Children's shoemaker Start-Rite confirms major security incident, full customer details leaked

Someone checking their credit card details online.
(Image credit: Pickawood / Unsplash)

  • Start-Rite notifies customers of a major data breach which saw credit card data exposed
  • The details about the attackers are unknown at this time
  • Users with purchases between October 14 and November 7 should scrutinize their bank statements

Children's footwear brand Start-Rite has confirmed suffering a painful data breach in which it lost customer payment information.

The company confirmed the breach in a message to affected customers, The Register revealed, however, not all details about the breach are known at this time, so we don’t know who the attackers were, how many people were affected, or how the breach occurred.

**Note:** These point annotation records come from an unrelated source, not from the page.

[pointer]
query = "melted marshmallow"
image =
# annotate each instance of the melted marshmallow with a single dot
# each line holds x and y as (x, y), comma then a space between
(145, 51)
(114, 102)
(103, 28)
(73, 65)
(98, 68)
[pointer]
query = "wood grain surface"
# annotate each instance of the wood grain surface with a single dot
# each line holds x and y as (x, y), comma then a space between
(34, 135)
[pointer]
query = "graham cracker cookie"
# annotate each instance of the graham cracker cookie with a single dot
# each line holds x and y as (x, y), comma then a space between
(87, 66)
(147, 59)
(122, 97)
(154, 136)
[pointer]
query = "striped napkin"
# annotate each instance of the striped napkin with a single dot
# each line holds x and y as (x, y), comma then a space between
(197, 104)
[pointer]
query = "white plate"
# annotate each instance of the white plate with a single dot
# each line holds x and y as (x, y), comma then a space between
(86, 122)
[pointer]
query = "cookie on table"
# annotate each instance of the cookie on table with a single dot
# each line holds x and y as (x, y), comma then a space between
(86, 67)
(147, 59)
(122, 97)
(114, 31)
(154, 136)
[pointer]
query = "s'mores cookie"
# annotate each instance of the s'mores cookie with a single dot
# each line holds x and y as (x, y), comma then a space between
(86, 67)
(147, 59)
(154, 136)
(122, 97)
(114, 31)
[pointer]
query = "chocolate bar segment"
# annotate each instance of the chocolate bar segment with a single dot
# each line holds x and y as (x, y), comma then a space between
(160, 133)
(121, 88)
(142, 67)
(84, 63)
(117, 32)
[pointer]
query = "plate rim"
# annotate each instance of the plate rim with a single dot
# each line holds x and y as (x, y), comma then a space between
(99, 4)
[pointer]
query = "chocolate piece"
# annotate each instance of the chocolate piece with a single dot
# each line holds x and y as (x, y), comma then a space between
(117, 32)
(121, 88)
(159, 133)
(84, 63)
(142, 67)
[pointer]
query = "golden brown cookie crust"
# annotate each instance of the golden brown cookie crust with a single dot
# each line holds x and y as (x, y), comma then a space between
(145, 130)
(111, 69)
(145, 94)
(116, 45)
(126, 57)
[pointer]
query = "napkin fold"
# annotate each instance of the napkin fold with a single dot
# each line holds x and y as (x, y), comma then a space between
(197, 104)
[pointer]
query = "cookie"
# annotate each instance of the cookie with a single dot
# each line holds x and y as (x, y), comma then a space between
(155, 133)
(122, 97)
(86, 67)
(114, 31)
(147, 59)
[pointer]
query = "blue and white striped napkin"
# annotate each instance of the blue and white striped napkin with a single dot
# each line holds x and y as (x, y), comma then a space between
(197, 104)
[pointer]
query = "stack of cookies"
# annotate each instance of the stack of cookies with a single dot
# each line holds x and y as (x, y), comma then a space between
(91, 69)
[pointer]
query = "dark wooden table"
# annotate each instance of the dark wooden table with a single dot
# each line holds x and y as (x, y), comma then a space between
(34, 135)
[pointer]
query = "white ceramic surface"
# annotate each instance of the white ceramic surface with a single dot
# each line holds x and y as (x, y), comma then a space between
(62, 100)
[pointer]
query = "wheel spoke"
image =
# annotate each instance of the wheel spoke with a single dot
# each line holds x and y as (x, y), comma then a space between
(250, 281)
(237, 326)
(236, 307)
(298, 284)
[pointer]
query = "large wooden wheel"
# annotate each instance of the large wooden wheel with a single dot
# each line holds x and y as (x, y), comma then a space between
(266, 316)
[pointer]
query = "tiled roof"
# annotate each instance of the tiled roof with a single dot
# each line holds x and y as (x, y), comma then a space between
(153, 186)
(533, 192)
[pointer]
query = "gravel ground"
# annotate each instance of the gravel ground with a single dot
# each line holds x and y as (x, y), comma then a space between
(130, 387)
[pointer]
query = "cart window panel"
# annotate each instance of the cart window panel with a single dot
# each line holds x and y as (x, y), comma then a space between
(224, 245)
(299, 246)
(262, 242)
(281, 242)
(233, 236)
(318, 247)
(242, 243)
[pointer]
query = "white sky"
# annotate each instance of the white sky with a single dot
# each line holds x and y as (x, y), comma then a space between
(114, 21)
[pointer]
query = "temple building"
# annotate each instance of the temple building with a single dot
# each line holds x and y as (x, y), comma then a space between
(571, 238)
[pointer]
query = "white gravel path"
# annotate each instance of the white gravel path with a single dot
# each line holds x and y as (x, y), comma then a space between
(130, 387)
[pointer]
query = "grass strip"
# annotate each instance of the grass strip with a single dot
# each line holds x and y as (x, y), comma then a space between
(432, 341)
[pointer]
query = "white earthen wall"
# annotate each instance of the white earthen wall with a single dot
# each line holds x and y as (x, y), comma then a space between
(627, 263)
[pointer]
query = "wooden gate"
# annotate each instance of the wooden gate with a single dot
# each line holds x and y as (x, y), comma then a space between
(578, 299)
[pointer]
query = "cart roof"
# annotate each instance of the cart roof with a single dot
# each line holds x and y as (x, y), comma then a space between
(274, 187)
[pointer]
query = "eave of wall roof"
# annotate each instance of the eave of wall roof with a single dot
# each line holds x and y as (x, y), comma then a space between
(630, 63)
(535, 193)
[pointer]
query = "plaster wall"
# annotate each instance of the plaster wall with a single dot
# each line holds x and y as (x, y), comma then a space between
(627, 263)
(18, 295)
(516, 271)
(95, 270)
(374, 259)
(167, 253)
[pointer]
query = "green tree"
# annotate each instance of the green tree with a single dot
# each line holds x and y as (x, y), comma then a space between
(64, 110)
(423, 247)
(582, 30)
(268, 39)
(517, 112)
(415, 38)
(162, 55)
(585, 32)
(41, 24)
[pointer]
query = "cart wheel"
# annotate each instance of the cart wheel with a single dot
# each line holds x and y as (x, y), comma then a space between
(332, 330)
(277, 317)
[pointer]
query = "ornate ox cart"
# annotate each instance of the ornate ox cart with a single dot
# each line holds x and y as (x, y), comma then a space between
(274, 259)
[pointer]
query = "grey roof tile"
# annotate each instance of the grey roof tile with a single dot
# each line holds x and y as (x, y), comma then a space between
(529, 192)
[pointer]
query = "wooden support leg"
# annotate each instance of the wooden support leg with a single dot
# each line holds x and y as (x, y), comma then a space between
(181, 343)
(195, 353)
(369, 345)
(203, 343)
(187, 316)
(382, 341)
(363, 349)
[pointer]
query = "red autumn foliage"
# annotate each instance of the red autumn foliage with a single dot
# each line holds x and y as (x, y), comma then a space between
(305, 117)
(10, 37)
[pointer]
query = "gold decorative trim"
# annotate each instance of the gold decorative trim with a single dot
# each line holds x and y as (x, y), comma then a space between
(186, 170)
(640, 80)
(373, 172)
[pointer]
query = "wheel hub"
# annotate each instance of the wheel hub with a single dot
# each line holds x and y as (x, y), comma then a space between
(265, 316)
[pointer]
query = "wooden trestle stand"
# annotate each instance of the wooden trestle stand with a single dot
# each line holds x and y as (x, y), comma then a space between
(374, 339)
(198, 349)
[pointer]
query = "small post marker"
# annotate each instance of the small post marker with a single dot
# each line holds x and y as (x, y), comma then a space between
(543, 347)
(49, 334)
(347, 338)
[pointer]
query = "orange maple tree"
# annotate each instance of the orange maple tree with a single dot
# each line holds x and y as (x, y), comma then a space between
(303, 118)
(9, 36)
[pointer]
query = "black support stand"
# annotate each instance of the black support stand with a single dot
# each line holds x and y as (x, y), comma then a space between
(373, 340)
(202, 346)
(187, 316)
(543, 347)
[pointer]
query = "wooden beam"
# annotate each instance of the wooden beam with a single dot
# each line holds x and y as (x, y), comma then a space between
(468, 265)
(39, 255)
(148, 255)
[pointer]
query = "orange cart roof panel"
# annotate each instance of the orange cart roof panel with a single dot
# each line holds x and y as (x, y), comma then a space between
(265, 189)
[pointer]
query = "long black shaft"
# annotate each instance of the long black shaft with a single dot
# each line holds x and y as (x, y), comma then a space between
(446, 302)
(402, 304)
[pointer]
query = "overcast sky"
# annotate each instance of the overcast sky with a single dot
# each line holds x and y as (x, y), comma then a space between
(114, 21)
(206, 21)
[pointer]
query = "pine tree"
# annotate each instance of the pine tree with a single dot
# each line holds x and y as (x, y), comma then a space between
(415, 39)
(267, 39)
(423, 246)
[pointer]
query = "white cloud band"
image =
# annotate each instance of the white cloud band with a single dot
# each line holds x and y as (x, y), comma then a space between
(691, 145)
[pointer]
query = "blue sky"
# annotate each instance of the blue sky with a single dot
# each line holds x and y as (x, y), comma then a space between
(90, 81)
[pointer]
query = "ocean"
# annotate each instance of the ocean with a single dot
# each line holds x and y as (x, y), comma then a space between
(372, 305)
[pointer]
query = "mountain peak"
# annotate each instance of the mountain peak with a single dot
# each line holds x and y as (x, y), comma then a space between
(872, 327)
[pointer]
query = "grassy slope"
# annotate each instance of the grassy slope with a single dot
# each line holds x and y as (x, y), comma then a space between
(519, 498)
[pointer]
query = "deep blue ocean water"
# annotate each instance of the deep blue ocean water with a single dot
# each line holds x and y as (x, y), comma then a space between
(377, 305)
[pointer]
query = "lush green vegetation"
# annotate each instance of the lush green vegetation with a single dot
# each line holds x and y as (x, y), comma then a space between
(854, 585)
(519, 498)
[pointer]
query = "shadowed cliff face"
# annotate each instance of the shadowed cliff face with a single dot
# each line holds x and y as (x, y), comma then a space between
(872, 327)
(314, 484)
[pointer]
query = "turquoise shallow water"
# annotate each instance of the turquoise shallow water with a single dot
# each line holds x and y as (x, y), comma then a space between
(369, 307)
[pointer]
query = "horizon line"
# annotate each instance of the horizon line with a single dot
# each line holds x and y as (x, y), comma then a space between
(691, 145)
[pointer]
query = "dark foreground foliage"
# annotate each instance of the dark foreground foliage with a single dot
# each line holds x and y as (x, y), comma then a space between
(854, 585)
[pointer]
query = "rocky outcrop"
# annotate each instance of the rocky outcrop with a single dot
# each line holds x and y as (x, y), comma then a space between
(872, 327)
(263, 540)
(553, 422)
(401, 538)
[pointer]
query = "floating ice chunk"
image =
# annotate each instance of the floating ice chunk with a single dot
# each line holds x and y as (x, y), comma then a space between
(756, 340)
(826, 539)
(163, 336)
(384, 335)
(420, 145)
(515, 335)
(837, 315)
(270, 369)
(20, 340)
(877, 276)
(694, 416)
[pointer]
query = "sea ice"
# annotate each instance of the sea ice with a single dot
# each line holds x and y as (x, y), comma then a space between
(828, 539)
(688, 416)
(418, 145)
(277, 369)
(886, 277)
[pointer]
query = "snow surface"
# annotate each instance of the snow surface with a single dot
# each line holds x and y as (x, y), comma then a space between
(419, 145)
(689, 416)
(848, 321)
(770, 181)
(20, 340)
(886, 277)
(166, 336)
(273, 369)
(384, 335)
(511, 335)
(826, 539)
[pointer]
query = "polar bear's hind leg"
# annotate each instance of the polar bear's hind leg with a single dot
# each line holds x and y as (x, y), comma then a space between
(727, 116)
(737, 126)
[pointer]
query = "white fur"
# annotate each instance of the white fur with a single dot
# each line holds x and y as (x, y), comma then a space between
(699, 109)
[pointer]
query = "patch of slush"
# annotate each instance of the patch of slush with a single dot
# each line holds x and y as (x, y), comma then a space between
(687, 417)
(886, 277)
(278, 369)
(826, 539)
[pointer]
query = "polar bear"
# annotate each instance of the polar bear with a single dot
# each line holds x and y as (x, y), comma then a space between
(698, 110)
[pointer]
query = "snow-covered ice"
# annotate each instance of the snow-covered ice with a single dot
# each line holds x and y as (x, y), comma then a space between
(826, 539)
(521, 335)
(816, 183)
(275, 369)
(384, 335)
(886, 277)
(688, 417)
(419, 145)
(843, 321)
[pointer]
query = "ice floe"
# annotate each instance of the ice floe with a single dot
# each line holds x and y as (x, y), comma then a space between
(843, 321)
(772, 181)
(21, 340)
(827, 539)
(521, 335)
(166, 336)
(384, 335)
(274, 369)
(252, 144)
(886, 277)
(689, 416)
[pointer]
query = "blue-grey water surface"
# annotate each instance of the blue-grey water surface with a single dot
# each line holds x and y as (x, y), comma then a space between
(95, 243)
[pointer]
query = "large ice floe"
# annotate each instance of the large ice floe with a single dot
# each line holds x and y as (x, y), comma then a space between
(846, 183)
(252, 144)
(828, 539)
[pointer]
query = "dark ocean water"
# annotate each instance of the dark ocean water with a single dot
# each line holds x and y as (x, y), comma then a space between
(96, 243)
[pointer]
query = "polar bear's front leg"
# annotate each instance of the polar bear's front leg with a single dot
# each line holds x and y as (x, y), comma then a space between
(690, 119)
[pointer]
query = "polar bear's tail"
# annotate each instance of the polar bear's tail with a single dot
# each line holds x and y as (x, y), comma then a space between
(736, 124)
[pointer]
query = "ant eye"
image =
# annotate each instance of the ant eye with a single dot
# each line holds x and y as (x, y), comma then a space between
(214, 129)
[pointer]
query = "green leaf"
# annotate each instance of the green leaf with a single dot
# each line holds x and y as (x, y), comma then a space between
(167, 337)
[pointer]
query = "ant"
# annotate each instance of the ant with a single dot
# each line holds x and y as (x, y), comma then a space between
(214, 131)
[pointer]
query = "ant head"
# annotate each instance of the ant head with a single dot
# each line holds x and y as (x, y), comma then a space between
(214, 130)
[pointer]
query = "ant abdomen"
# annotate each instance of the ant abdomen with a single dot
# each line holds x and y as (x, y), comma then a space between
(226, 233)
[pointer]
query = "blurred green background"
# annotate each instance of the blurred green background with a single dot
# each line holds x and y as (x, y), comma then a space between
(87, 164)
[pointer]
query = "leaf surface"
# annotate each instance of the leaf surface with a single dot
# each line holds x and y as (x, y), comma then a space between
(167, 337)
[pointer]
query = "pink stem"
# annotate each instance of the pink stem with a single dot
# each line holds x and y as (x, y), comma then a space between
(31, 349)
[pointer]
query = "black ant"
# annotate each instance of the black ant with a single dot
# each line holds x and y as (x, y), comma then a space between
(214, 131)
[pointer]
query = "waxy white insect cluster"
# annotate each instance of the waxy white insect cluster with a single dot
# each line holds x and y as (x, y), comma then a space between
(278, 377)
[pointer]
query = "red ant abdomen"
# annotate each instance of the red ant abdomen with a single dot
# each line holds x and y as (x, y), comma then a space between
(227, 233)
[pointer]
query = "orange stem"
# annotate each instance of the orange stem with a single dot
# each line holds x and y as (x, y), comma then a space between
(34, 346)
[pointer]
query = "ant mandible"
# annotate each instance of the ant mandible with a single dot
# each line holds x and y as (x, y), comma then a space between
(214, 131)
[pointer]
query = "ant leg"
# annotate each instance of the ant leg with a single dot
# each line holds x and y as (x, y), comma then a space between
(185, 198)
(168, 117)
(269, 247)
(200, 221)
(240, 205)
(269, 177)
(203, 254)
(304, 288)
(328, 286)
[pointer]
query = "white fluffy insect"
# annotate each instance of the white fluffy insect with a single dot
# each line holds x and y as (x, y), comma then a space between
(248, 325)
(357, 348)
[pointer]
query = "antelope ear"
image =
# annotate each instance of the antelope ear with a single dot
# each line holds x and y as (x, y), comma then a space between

What we do know is that the incident happened between October 14 and November 7, as Start-Rite told customers in its data breach notification email. The information stolen includes full names - as seen on credit and debit cards - postal addresses to which the cards are registered, card numbers, expiry dates, and the CVV numbers. In other words - whoever took this information has everything they need to make online card purchases, commit wire fraud, identity theft, and more.

NHS and friends

"On 11 November, Start-Rite Shoes became aware that it had suffered a security incident via a third-party application code on www.startriteshoes.com," the company told The Register. "The breach potentially provided access to customer bank card information. The website is now secure and the malicious code and third-party app have been removed."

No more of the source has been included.